False. Alma 32 says we gain knowledge beginning with hope and by testing a hypothesis. This is a long, gradual process where one proves every claim through testing cause and effect.
“Now, as I said concerning faith—that it was not a perfect knowledge—even so it is with my words. Ye cannot know of their surety at first, unto perfection, any more than faith is a perfect knowledge.
But behold, if ye will awake and arouse your faculties, even to an experiment upon my words, and exercise a particle of faith, yea, even if ye can no more than desire to believe, let this desire work in you, even until ye believe in a manner that ye can give place for a portion of my words….

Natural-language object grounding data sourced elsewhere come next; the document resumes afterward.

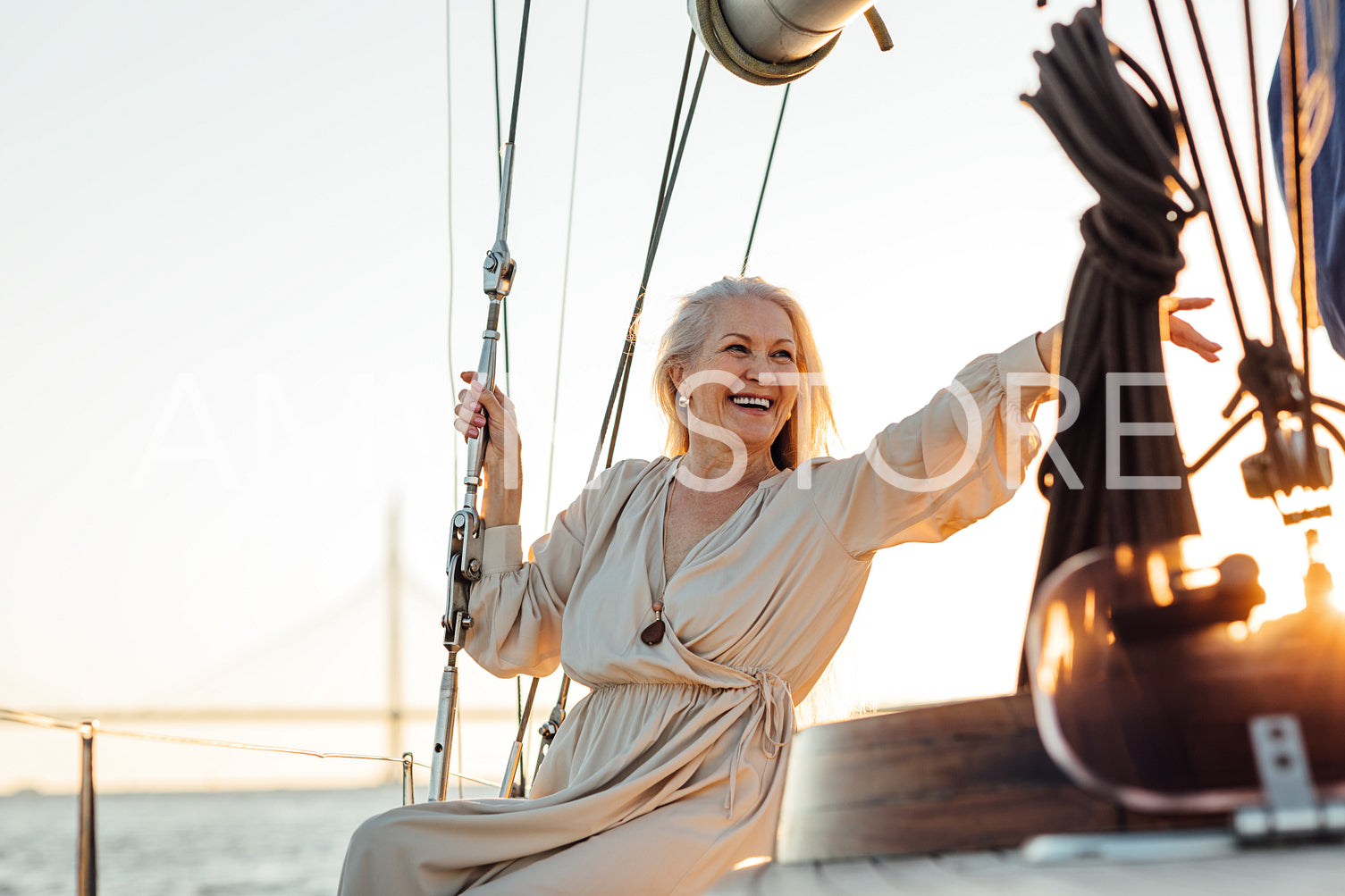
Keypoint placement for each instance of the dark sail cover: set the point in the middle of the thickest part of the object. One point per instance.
(1116, 473)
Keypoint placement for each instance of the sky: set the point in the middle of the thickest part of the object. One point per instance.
(241, 241)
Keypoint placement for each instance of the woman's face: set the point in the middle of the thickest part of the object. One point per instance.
(737, 381)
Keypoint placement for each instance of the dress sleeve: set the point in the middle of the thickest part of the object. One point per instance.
(517, 607)
(943, 467)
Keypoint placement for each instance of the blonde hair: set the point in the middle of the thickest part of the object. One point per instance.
(679, 348)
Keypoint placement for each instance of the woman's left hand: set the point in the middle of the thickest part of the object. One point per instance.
(1179, 332)
(1182, 334)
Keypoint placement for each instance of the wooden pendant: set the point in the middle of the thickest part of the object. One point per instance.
(652, 632)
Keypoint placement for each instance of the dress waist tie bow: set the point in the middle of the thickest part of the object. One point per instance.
(772, 713)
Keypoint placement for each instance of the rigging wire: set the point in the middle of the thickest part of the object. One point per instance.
(1299, 210)
(500, 157)
(46, 721)
(766, 180)
(634, 329)
(565, 274)
(1254, 225)
(1262, 234)
(1200, 175)
(448, 108)
(663, 185)
(671, 163)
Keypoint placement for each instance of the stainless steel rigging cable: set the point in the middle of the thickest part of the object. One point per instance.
(448, 156)
(565, 276)
(766, 180)
(623, 372)
(671, 163)
(500, 157)
(464, 560)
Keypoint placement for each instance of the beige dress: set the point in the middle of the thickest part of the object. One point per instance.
(670, 771)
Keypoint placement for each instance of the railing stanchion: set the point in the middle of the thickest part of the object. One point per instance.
(88, 882)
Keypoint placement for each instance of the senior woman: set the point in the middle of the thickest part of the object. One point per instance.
(698, 596)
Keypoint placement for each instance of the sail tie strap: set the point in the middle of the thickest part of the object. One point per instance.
(772, 715)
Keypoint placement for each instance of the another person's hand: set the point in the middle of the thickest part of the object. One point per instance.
(1187, 337)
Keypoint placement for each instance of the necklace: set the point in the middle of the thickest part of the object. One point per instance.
(652, 634)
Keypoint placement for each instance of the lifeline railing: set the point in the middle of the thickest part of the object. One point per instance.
(88, 847)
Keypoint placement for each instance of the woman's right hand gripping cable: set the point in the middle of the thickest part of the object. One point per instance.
(502, 467)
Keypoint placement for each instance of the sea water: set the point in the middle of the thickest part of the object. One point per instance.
(217, 844)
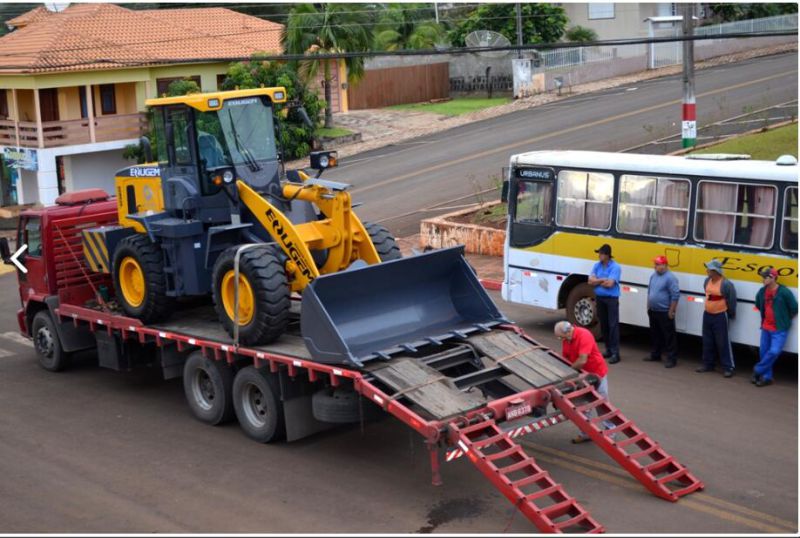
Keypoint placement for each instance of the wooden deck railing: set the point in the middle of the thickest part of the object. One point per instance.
(72, 132)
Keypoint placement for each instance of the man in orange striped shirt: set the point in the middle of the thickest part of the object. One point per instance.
(720, 306)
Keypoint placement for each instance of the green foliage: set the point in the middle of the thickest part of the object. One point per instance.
(296, 138)
(541, 23)
(581, 34)
(408, 26)
(182, 87)
(737, 12)
(329, 29)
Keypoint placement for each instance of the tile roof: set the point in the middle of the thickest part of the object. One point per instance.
(88, 37)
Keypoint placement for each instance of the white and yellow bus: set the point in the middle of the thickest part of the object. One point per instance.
(563, 205)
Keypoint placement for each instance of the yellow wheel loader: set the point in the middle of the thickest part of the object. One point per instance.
(217, 215)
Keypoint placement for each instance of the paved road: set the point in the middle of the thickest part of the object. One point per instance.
(397, 183)
(90, 450)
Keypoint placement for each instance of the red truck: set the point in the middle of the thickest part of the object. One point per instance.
(470, 396)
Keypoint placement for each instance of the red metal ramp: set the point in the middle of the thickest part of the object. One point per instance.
(521, 480)
(628, 445)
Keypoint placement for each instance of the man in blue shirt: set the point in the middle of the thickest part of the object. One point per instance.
(663, 294)
(605, 279)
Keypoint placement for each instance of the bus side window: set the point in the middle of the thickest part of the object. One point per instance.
(789, 232)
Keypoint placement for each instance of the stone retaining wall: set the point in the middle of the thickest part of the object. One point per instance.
(440, 232)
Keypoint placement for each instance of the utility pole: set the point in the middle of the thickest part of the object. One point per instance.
(689, 125)
(519, 29)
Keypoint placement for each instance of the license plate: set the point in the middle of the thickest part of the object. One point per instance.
(519, 410)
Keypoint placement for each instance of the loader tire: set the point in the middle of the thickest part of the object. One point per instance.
(263, 294)
(256, 399)
(581, 308)
(384, 242)
(51, 354)
(208, 387)
(140, 283)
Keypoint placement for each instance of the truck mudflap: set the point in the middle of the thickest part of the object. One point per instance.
(377, 311)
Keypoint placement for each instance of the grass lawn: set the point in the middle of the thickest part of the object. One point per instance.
(334, 132)
(455, 107)
(766, 146)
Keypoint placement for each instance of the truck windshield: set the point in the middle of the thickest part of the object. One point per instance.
(240, 133)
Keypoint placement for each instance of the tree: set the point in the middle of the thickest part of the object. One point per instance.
(295, 136)
(329, 29)
(581, 34)
(541, 23)
(408, 26)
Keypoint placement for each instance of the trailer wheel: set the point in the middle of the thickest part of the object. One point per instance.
(48, 347)
(257, 404)
(339, 406)
(384, 242)
(208, 386)
(140, 283)
(582, 308)
(263, 294)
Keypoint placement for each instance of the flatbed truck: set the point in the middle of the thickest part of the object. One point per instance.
(471, 394)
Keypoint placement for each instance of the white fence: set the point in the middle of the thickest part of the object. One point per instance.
(663, 54)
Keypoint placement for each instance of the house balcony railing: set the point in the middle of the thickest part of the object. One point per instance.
(72, 132)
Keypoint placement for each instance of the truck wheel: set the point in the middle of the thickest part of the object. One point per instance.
(48, 347)
(139, 280)
(341, 406)
(208, 386)
(257, 404)
(582, 308)
(263, 294)
(384, 242)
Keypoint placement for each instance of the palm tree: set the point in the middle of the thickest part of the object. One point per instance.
(329, 29)
(408, 26)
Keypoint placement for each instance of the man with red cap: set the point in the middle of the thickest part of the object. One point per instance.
(663, 294)
(777, 306)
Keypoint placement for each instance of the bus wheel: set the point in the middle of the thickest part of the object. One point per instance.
(582, 308)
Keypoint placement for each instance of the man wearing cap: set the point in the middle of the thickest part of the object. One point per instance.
(720, 306)
(663, 293)
(605, 279)
(580, 349)
(777, 306)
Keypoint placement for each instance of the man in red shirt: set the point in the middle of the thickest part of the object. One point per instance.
(580, 349)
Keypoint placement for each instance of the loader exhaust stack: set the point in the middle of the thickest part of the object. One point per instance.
(398, 306)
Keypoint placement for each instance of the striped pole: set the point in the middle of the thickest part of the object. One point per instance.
(689, 125)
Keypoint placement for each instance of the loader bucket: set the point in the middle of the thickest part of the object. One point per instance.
(392, 307)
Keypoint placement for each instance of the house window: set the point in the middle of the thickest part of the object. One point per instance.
(162, 84)
(584, 200)
(108, 99)
(601, 10)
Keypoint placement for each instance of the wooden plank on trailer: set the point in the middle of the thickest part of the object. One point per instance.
(517, 355)
(426, 387)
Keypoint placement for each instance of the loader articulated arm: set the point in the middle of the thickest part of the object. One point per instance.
(340, 232)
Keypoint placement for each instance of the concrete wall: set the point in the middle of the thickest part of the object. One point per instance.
(93, 170)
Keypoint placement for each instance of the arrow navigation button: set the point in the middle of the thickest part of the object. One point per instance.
(15, 258)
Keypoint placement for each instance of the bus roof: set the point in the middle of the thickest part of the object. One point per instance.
(659, 164)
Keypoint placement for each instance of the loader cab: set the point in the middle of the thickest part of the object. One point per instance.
(204, 140)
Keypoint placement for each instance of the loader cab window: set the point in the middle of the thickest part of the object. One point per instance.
(179, 119)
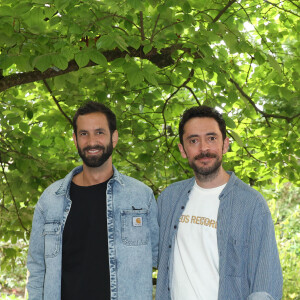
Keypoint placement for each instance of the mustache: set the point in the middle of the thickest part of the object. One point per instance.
(96, 147)
(202, 155)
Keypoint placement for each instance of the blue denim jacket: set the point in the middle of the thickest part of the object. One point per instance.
(249, 266)
(132, 249)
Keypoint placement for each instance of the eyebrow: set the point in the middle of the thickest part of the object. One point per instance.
(97, 129)
(197, 135)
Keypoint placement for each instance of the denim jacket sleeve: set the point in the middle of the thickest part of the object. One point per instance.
(36, 258)
(154, 229)
(265, 274)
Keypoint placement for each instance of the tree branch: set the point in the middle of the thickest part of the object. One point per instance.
(265, 115)
(142, 26)
(281, 8)
(56, 102)
(223, 11)
(162, 59)
(13, 197)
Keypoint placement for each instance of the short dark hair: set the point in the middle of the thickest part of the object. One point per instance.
(91, 107)
(201, 112)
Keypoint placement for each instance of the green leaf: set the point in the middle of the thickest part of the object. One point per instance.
(121, 42)
(82, 58)
(260, 59)
(42, 62)
(274, 64)
(60, 61)
(105, 42)
(237, 138)
(229, 122)
(98, 58)
(147, 48)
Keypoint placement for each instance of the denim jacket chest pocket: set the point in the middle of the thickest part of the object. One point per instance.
(52, 235)
(135, 231)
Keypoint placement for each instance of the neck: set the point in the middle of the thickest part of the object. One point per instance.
(213, 180)
(91, 176)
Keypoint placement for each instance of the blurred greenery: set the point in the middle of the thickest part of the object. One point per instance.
(149, 61)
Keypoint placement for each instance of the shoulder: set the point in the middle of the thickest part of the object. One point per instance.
(248, 197)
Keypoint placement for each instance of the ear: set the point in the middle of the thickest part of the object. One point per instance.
(225, 145)
(75, 139)
(182, 151)
(115, 138)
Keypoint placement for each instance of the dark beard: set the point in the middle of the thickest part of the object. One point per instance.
(206, 173)
(96, 161)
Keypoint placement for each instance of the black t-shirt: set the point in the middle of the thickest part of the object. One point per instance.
(85, 263)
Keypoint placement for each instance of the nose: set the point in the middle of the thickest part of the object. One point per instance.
(92, 141)
(203, 145)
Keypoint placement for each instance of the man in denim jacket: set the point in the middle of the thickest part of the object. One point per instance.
(217, 237)
(94, 233)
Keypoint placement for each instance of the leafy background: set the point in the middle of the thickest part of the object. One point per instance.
(149, 61)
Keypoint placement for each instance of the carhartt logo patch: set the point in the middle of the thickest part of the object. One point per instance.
(137, 221)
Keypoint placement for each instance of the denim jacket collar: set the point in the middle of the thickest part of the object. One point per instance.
(64, 187)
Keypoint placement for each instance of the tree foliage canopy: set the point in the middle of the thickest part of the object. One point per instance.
(148, 60)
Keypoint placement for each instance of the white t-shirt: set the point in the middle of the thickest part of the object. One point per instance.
(196, 260)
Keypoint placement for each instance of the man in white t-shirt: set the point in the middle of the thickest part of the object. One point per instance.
(216, 233)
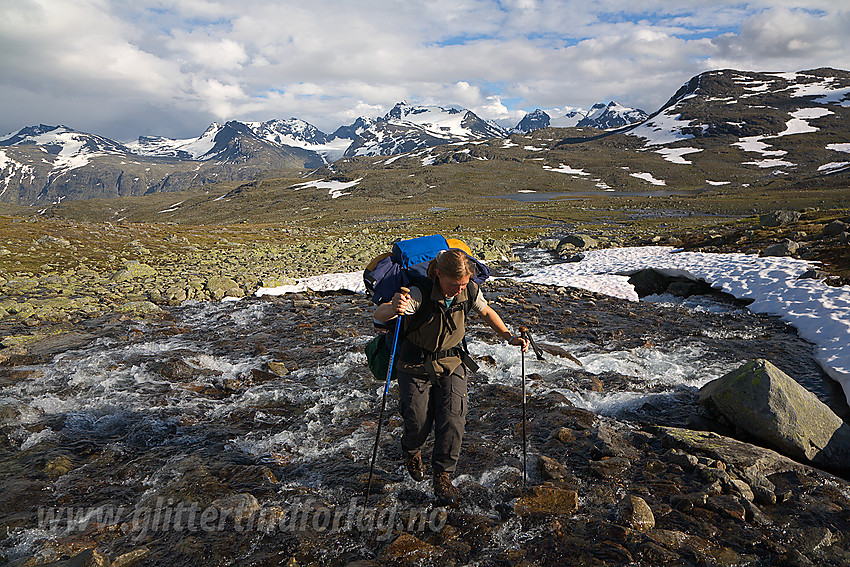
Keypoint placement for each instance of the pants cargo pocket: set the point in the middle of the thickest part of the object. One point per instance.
(458, 399)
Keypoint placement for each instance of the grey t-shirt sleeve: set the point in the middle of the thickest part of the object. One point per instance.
(480, 303)
(414, 301)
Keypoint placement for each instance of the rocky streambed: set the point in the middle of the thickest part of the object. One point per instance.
(240, 433)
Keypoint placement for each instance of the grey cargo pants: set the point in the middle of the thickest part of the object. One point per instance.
(424, 407)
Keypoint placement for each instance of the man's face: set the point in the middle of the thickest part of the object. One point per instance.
(451, 286)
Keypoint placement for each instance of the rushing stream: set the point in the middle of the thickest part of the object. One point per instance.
(197, 408)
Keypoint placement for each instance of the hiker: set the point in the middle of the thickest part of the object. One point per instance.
(432, 365)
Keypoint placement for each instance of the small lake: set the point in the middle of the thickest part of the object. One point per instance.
(566, 195)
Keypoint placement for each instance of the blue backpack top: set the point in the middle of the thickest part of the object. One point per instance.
(408, 262)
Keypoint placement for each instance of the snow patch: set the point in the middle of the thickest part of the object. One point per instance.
(674, 155)
(565, 169)
(648, 177)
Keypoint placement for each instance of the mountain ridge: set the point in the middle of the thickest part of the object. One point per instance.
(712, 114)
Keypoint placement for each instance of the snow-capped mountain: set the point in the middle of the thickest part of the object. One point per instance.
(532, 121)
(601, 115)
(408, 127)
(292, 133)
(791, 124)
(611, 115)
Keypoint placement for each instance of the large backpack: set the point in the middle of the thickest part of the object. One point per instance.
(406, 266)
(408, 262)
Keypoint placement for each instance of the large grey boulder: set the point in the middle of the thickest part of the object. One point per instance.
(784, 247)
(779, 218)
(763, 401)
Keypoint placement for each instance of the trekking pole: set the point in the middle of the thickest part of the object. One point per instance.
(523, 331)
(403, 291)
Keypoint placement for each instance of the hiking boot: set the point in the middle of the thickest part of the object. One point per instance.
(444, 489)
(415, 467)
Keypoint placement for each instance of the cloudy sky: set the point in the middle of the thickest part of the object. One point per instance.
(170, 67)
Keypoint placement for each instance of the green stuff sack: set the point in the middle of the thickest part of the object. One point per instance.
(378, 357)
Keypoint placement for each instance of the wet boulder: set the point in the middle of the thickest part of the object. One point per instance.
(763, 401)
(835, 228)
(133, 270)
(576, 241)
(221, 287)
(545, 500)
(784, 247)
(636, 513)
(779, 218)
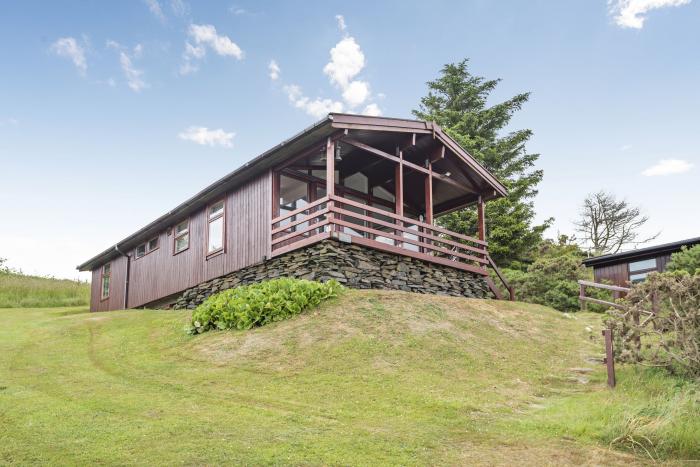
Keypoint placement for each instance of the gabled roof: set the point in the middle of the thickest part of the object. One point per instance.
(641, 253)
(279, 153)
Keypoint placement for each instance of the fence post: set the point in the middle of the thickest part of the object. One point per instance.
(609, 359)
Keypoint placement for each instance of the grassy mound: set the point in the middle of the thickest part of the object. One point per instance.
(19, 290)
(371, 377)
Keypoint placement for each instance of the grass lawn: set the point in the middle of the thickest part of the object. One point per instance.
(373, 377)
(19, 290)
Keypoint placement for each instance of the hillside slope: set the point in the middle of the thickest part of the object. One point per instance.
(371, 378)
(20, 290)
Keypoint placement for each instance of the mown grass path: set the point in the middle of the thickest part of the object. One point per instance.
(372, 378)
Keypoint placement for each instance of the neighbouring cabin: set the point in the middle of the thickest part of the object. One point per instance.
(352, 197)
(629, 267)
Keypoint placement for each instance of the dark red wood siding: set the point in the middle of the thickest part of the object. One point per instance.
(160, 273)
(116, 293)
(617, 274)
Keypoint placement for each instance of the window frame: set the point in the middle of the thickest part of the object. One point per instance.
(104, 297)
(645, 271)
(146, 244)
(208, 254)
(176, 236)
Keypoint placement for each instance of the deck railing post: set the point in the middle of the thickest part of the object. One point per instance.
(330, 180)
(609, 359)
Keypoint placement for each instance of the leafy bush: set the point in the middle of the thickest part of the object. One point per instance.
(552, 278)
(259, 304)
(688, 260)
(661, 324)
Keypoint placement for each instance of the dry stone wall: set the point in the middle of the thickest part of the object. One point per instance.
(351, 265)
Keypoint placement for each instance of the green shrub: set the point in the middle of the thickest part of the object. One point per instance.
(259, 304)
(661, 324)
(552, 278)
(688, 260)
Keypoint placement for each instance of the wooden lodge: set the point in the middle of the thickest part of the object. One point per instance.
(629, 267)
(374, 183)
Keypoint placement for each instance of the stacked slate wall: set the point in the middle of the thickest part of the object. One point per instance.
(351, 265)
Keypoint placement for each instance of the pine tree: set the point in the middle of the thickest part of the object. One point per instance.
(457, 101)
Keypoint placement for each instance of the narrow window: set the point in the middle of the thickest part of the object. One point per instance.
(145, 248)
(141, 250)
(215, 233)
(182, 236)
(106, 277)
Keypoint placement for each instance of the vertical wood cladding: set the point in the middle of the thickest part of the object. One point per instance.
(615, 273)
(159, 273)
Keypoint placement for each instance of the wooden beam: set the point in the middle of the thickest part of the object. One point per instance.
(437, 153)
(398, 192)
(429, 195)
(330, 175)
(481, 218)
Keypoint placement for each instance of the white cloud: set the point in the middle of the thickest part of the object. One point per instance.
(668, 167)
(179, 7)
(341, 22)
(356, 93)
(206, 137)
(372, 110)
(274, 70)
(133, 76)
(68, 47)
(205, 34)
(8, 121)
(632, 13)
(347, 60)
(156, 9)
(317, 107)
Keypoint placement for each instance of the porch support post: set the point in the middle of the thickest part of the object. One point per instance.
(398, 192)
(330, 177)
(481, 218)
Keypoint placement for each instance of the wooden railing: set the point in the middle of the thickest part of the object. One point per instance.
(374, 227)
(584, 299)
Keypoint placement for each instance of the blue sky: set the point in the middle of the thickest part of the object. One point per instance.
(113, 113)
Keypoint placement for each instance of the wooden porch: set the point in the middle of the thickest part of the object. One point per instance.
(354, 190)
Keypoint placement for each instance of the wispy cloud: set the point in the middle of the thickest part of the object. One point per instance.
(155, 9)
(68, 47)
(134, 76)
(315, 107)
(205, 36)
(8, 121)
(206, 137)
(274, 70)
(632, 13)
(668, 167)
(346, 62)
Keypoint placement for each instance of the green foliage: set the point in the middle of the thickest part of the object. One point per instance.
(457, 101)
(260, 304)
(688, 260)
(20, 290)
(661, 324)
(552, 278)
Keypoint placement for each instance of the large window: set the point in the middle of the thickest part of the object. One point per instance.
(105, 279)
(639, 270)
(215, 232)
(181, 236)
(147, 247)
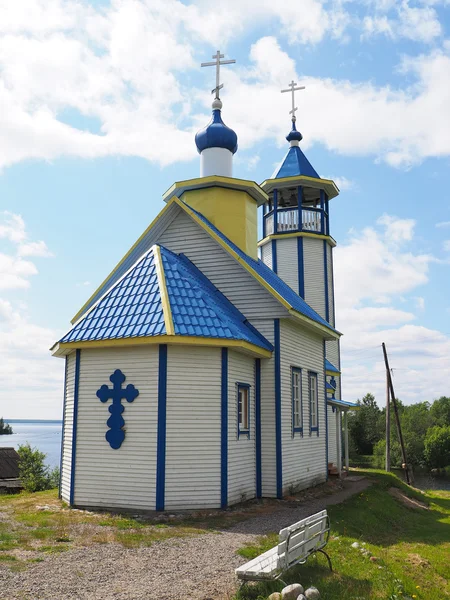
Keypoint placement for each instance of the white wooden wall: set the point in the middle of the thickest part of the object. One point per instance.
(184, 235)
(242, 450)
(314, 274)
(266, 254)
(304, 458)
(193, 428)
(287, 261)
(66, 462)
(268, 440)
(124, 477)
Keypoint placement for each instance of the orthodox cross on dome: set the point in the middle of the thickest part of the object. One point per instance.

And now, behold, because ye have tried the experiment, and planted the seed, and it swelleth and sprouteth, and beginneth to grow, ye must needs know that the seed is good… for ye know that the word hath swelled your souls, and ye also know that it hath sprouted up, that your understanding doth begin to be enlightened, and your mind doth begin to expand.
O then, is not this real? I say unto you, Yea, because it is light; and whatsoever is light, is good, because it is discernible, therefore ye must know that it is good.”
In this explanation of faith turning into knowledge, we find a complex and profound process which applies to all knowledge. This is the nature of a testimony of anything. It is alright to bear a testimony of something you only “hope” for, because that is the beginning of the process.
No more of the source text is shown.